Search code examples
dockernetwork-programmingkubernetesrke

No outbound networking on Kubernetes pods


I am running a one-node Kubernetes cluster in a VM for development and testing purposes. I used Rancher Kubernetes Engine (RKE, Kubernetes version 1.18) to deploy it and MetalLB to enable the LoadBalancer service type. Traefik is version 2.2, deployed via the official Helm chart (https://github.com/containous/traefik-helm-chart). I have a few dummy containers deployed to test the setup (https://hub.docker.com/r/errm/cheese).

I can access the Traefik dashboard just fine through the nodes IP (-> MetalLB seems to work). It registers the services and routes for the test containers. Everything is looking fine but when I try to access the test containers in my browser I get a 502 Bad Gateway error.

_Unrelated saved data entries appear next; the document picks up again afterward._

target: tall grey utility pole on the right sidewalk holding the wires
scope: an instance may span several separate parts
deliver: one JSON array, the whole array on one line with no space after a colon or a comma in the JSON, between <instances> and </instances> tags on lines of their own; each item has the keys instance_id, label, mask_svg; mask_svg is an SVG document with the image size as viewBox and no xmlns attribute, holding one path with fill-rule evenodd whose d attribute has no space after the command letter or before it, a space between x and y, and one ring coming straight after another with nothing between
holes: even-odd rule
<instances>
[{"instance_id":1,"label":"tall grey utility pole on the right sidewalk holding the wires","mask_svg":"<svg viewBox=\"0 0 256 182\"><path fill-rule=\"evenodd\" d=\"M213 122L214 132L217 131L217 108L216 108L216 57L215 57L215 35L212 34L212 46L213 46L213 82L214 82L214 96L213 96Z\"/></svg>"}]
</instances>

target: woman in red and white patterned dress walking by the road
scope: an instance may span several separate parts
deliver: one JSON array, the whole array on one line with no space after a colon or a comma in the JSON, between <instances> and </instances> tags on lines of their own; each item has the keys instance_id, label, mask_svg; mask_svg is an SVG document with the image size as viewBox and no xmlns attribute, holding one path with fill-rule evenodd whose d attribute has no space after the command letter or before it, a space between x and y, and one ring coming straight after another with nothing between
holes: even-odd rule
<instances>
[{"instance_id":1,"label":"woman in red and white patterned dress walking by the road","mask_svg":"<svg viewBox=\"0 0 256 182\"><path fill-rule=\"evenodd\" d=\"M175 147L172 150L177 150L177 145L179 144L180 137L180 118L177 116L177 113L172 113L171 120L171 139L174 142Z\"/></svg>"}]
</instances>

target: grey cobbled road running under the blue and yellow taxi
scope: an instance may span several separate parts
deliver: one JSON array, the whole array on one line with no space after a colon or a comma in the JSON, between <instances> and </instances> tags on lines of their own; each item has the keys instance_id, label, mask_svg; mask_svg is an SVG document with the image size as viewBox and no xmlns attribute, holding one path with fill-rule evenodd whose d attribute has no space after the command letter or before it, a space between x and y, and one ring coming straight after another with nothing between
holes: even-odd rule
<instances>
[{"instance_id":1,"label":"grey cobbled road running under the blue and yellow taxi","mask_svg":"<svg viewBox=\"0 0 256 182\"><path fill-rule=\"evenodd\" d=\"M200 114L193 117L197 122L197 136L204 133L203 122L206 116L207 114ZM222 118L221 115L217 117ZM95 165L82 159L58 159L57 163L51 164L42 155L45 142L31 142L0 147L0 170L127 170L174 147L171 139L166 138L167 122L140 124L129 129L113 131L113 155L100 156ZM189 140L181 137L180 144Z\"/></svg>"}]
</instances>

Some probing showed that there seems to be an issue with outbound traffic from the pods. When I SSH into the node I can reach all pods by their service or pod IP. DNS from node to pod works as well. However, if I start an interactive busybox pod I can't reach any other pod or host from there. When I wget to any other container (all in the default namespace) I only get wget: can't connect to remote host (10.42.0.7): No route to host. The same is true for servers on the internet.

I have not installed any network policies and there are none installed by default that I am aware of.

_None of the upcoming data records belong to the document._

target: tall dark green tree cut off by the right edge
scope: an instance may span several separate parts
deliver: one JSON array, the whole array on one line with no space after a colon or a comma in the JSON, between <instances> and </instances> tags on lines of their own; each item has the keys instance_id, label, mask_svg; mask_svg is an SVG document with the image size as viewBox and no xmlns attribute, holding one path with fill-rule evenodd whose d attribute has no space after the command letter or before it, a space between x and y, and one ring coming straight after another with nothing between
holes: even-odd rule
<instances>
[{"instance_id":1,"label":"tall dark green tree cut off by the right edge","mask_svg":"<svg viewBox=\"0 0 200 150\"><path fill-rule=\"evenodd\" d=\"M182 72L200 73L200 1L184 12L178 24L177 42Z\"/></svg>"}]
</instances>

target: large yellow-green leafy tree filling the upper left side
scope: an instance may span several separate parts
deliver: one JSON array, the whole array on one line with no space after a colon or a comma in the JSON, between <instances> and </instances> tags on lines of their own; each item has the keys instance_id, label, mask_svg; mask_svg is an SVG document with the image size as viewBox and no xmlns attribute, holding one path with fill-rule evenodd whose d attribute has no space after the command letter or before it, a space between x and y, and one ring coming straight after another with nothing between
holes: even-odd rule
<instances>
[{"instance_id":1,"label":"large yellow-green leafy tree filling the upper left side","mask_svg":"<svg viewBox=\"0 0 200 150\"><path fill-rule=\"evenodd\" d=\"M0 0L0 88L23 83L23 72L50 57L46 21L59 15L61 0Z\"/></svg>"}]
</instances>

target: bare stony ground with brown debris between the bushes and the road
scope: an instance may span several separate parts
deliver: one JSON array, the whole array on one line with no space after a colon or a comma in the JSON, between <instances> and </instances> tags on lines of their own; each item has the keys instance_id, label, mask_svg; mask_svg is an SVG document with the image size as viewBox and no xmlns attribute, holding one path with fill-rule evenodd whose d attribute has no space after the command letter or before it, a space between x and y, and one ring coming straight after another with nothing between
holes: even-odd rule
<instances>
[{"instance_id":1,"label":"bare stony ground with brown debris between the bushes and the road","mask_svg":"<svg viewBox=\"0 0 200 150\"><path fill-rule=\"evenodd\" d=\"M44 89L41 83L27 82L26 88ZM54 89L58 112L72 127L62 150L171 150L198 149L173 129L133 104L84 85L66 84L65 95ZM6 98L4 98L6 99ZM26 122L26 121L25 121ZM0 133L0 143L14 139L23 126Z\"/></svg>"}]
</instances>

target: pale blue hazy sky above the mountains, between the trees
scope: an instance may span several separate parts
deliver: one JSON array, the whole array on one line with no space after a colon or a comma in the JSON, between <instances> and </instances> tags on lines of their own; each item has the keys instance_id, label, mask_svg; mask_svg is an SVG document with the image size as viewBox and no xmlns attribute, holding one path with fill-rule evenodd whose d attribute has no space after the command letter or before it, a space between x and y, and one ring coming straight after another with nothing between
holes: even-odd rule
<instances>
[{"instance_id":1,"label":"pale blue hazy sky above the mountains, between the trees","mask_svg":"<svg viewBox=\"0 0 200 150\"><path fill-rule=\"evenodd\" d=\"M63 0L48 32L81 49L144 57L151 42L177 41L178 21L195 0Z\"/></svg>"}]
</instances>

I have also gone through this: https://kubernetes.io/docs/tasks/debug-application-cluster/debug-service

Everything in the guide is working fine, except that the pods don't seem to have any network connectivity whatsoever.

My RKE config is standard, except that I turned off the standard Nginx ingress and enabled etcd encryption-at-rest.

Any ideas?


Solution

  • Ok, so I was being stupid (or rather: a noob). I had an old iptables rule lying around on the host dropping all traffic on the FORWARD chain... removing that rule fixed the problem.

    I feel a bit uneasy just removing that role but I have to admit that I don't fully understand the security implications of this. This might take some further research, but that's another topic. And since I'm not currently planning to run this cluster in production but rather use a hosted cluster, it's not really a problem anyways.